Another recent proposal involves the formation of a synthetic rock in which the nuclear reactor waste is immobilised, details of this method being described by A.E. Ringwood et al in NATURE March 1979. According to the disclosure, a selected synthetic rock is formed with the radioactive elements in solid solution. The constituent minerals of the rock or close structural analogues have survived in a wide range of geochemical environments for millions of years and are considered highly resistant to leaching by water.
The nuclear reactor waste is incorporated into the crystal lattices of the synthetic rock in the form of a dilute solid solution and therefore should be safely immobilised. A dense, compact, mechanically strong block of the synthetic rock incorporating the nuclear waste is produced by pressure and heat in a densification process and the block may then be safely disposed of in a suitable geological formation.
The following patent applications have been filed by the Australian National University based on the work by A. E. Ringwood et al:-

Australian Patent Application 58708/79 (now Patent No. 523.472) entitled "Safe Immobilisation of High Level Nuclear Reactor Wastes"; and
United States Patent Application 124953 (now Patent No. 4,329,248) entitled "A Process for the Treatment of High Level Nuclear Wastes".

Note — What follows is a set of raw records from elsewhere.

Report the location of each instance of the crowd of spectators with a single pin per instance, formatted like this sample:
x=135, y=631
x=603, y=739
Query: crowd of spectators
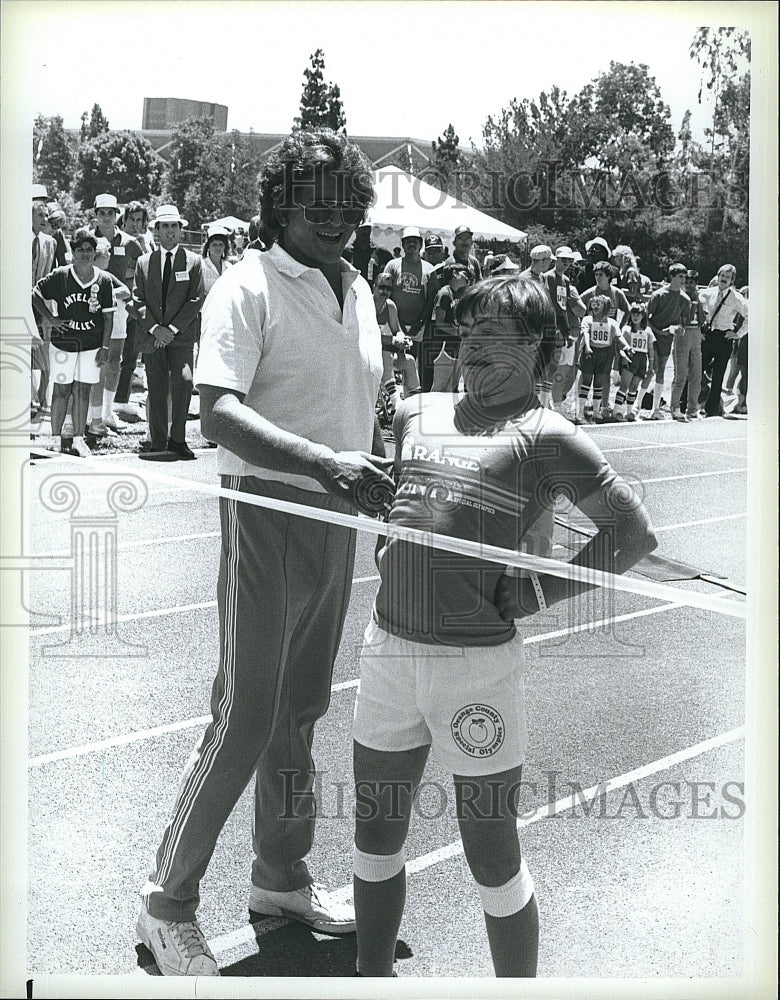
x=625, y=348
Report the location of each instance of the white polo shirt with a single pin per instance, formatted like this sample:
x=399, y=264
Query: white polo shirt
x=272, y=329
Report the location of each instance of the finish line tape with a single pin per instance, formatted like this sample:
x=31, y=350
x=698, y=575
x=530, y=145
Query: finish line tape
x=460, y=546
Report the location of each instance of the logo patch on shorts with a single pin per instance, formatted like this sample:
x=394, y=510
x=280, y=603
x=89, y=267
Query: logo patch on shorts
x=478, y=730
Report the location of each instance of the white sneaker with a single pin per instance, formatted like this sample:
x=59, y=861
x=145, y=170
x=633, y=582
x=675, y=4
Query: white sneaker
x=179, y=948
x=311, y=905
x=80, y=448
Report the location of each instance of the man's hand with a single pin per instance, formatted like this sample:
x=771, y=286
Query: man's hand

A further development in the field is disclosed in Australian Patent Specification 65176/80 which is concerned with apparatus and method for immobilising waste material and is directed to selected methods for providing a containment arrangement which will provide a very high degree of safeguarding of the synthetic rock incorporating radioactive waste while nevertheless being produced in a process which is operable within the confines and limitations of a "hot cell". High level radioactive waste must be handled in a hot cell in which all operations are conducted automatically or by an operator using manipulators, and since the apparatus used will inevitably become contaminated itself. the apparatus should be of a form which facilitates servicing within the hot cell and ultimately disposal when its useful working life has come to an end.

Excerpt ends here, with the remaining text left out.